Cada corretor recebe diariamente uma nota da sua correção. Se não mantiver uma
média 8, pode ser cortado do processo. Teve gente cortada durante o processo de
correção. Mas não sabemos o que aconteceu com as redações que foram corrigidas
por essas pessoas. Também houve pessoas que abandonaram a correção no meio, e
as redações foram redirecionadas a outros corretores.
Como foi feita a
distribuição das redações para os corretores?
Recebemos diariamente 100 redações pela internet. No nosso envelope virtual,
existe uma redação corrigida por alguém da banca Cespe, que chamamos de redação
de ouro. É uma maneira de o Cespe ficar atento aos corretores. Há outra redação
no pacote que é corrigida por muitos corretores. Ela recebe uma nota média para
verificar a qualidade e a coerência da banca. Mas não sabemos quais notas
prevalecem.
Quanto tempo
você demorava para corrigir uma redação?
Gastava de 2 minutos e meio a 3 minutos por redação, de 2 duas horas e meia 3
horas por dia para corrigir as redações. Se todo mundo seguisse o treinamento
do Cespe, não haveria problemas. No Rio, os professores são muito experientes.
Mas não sabemos como foi feito o treinamento nos confins do Brasil.
O que difere
correção da redação do Enem de outros vestibulares?
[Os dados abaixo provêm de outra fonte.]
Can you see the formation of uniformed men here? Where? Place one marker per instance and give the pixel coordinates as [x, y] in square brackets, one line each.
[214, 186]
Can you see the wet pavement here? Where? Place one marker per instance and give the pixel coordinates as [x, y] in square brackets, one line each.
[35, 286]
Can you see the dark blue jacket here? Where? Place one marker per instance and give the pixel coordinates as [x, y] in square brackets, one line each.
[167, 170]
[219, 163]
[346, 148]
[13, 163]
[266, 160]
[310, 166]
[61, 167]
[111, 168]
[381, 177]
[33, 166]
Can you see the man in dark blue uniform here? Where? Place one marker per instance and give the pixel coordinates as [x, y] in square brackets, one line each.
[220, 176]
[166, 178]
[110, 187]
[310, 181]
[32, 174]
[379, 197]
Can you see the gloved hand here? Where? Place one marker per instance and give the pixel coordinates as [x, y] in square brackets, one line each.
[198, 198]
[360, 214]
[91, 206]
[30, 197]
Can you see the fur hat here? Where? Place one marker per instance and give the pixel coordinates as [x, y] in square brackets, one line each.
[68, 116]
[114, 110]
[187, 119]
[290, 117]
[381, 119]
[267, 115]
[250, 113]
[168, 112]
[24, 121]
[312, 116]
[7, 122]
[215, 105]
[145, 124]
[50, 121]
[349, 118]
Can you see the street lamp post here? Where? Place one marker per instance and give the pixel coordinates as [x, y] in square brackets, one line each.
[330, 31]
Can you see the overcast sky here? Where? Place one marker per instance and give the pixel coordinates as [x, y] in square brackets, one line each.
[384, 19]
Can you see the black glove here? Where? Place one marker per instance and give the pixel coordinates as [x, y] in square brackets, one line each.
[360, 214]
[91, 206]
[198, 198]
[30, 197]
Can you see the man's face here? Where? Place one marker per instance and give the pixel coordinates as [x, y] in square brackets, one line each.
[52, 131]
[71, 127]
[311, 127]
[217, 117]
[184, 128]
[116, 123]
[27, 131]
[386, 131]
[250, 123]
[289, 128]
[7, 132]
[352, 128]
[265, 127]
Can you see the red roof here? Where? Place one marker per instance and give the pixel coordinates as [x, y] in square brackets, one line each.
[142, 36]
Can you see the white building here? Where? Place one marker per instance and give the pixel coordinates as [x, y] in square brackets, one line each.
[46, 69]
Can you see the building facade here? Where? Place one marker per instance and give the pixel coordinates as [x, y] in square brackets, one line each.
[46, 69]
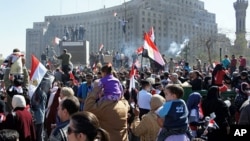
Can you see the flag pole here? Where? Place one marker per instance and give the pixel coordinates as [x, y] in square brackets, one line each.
[141, 63]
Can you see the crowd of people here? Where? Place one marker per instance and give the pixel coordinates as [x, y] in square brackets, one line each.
[100, 104]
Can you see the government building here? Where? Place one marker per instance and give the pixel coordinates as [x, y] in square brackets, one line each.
[121, 28]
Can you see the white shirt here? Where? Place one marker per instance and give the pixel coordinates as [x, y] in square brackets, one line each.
[144, 99]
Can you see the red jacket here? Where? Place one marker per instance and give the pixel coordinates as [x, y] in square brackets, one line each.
[21, 120]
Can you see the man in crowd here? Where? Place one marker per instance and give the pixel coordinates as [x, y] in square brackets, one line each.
[66, 108]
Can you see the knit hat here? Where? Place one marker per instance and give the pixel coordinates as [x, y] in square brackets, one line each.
[2, 106]
[18, 101]
[156, 102]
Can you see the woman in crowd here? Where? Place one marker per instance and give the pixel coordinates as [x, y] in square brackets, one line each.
[214, 104]
[115, 122]
[148, 128]
[21, 120]
[84, 126]
[193, 104]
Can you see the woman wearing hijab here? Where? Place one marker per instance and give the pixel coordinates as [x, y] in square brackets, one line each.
[214, 104]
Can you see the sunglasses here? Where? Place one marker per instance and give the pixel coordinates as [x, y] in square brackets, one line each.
[70, 130]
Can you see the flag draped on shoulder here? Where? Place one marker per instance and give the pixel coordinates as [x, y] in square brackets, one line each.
[57, 41]
[139, 50]
[101, 47]
[37, 73]
[152, 50]
[132, 78]
[151, 34]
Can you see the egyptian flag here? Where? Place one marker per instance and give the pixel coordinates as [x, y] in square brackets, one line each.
[37, 73]
[151, 51]
[101, 47]
[132, 78]
[213, 124]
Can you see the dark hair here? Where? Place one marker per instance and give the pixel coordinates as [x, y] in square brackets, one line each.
[16, 50]
[9, 135]
[213, 92]
[175, 89]
[88, 124]
[107, 68]
[71, 104]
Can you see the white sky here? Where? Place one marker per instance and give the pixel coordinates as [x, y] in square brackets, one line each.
[17, 16]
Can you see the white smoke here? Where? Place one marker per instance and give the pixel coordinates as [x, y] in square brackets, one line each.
[176, 49]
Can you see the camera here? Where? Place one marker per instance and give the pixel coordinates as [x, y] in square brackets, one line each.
[2, 95]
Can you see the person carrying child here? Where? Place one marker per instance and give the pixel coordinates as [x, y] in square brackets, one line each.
[110, 86]
[173, 116]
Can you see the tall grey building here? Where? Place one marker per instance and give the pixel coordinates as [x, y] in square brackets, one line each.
[240, 7]
[173, 21]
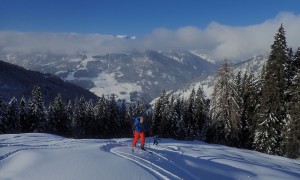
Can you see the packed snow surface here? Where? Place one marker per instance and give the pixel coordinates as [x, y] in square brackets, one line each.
[44, 156]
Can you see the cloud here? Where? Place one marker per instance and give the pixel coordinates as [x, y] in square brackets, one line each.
[217, 40]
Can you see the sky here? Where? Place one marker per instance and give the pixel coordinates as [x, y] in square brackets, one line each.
[213, 26]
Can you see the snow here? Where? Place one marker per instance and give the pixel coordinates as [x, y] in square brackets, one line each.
[107, 84]
[44, 156]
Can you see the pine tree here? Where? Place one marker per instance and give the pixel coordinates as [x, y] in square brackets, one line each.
[13, 121]
[90, 120]
[292, 139]
[36, 111]
[23, 116]
[158, 113]
[79, 118]
[189, 118]
[224, 108]
[167, 118]
[59, 120]
[200, 115]
[179, 129]
[113, 125]
[272, 114]
[3, 116]
[101, 117]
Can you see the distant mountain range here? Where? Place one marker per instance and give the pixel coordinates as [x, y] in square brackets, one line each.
[253, 65]
[131, 76]
[16, 81]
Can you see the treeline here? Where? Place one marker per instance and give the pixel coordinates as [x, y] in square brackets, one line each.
[106, 118]
[260, 113]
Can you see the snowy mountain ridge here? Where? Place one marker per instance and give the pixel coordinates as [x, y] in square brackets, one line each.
[253, 65]
[131, 76]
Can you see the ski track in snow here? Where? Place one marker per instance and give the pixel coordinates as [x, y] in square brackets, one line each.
[151, 161]
[170, 159]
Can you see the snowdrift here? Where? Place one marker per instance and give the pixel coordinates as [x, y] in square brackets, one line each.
[44, 156]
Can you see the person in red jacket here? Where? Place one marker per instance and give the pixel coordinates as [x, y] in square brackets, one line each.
[139, 132]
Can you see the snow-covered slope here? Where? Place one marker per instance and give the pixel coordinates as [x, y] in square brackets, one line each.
[129, 75]
[44, 156]
[253, 65]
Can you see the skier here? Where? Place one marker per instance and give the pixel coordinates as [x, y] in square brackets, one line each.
[155, 140]
[139, 132]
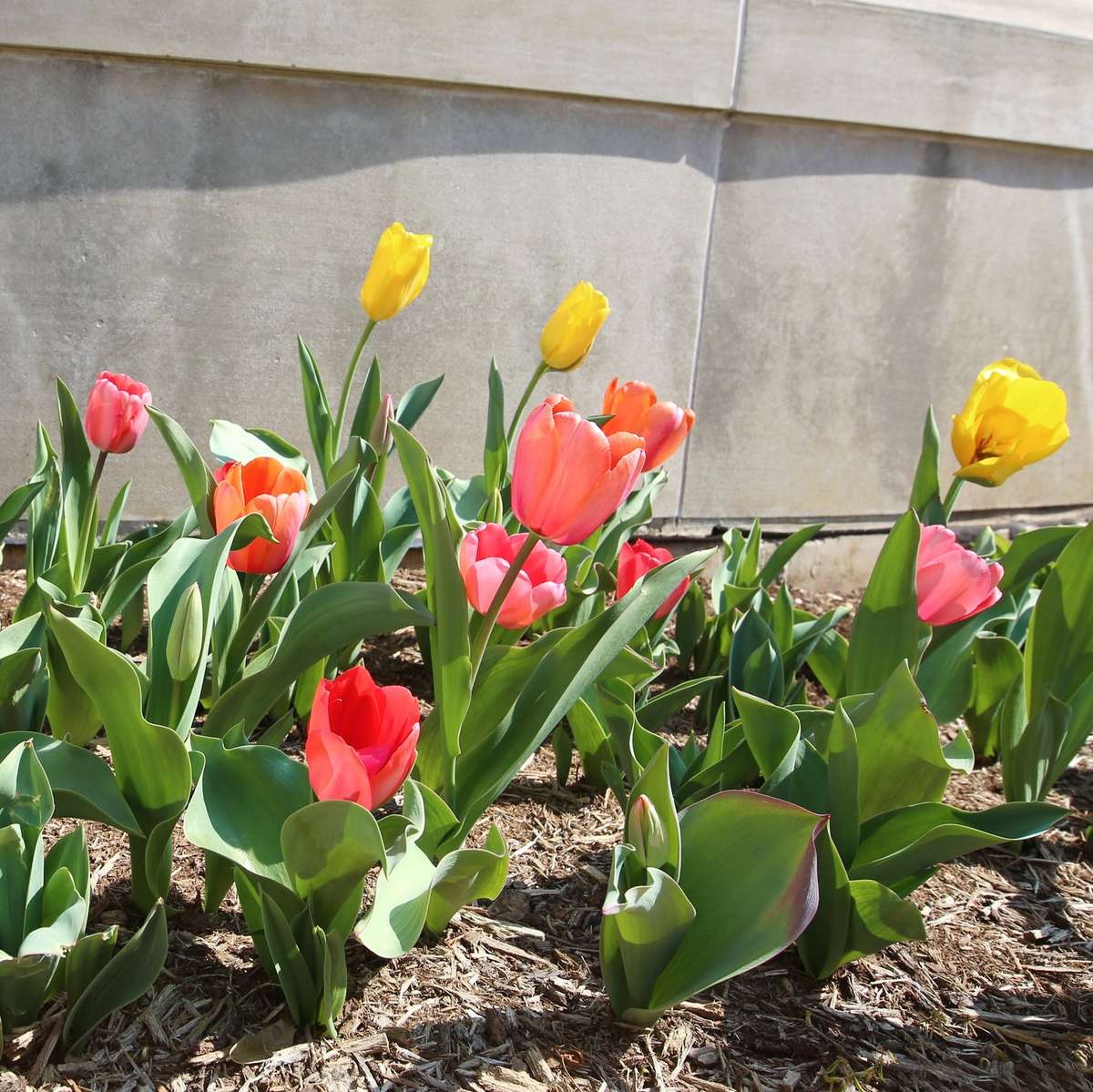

O nível de exigência é menor do que se cobra normalmente nos colégios dos
grandes centros urbanos. Fomos instruídos pelo Cespe a dar notas 900 ou 1.000
em redações que valiam 600. A nota zero sempre tem que ter vista por uma
terceira pessoa, por um supervisor que é sempre ligado a uma universidade. Mas
o Cespe se nega a conceder a revisão de fato. Isso demonstra que há uma
vulnaberalidade no sistema, pois é um direito do candidato.